Pickled okra is magnificent alongside any of our krauts and kimchis – the crunch and tang complement beautifully. Try it on a cheese board with our cultured butter, or straight from the jar as a gut-loving snack.

Fresh or fermented okra pairs beautifully with tempeh, our kimchi, really any of the fermented vegetables. The mild, slightly grassy flavour of okra doesn't compete – it supports and enhances.

A Final Thought

Okra asks something of us that many modern vegetables don't: it asks us to accept a texture that's unfamiliar, even challenging. But in traditional food cultures, that texture was valued precisely because it signalled something beneficial for health. The mucilage that makes some people squeamish is the very thing that traditional healers prescribed for digestive complaints.

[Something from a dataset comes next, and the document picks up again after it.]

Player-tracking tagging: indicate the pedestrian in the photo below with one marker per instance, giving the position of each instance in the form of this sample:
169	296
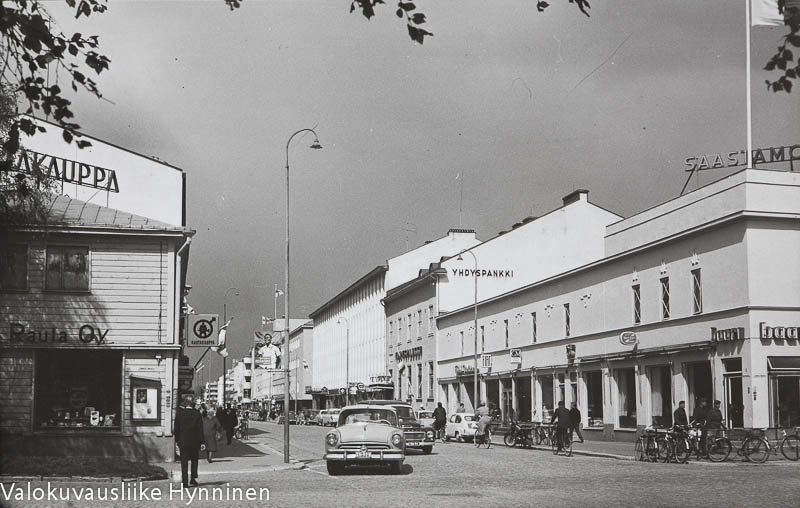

As with so many traditional foods, science is finally catching up to what until recently - we have known intuitively!

Further Reading

If you find yourself falling down the okra rabbit hole (and I hope you do), I cannot recommend "The Whole Okra: A Seed to Stem Celebration" by Chris Smith highly enough. Published by Chelsea Green in 2019 and winner of a James Beard Award in 2020, it's an absolute treasure.

Chris Smith is a British writer working with Sow True Seed in North Carolina who grew over 75 varieties of okra for his research. The book covers everything from seed-to-stem uses: pods, leaves, flowers, seeds, stalks, and yes, extensive discussion of the mucilage including recipes for okra marshmallow delights and using it as a face mask. Most importantly for Fermentary followers, it includes fermentation recipes – there's an okra kimchi from chef Steven Goff that Smith describes as making his mouth water just thinking about it, plus okra tempeh and other traditional fermentation applications. It's written with humour and wit, has a foreword by food historian Michael W. Twitty, and endorsements from Sandor Ellix Katz. This book shares our philosophy of respecting traditional food wisdom while exploring every possible use of a plant.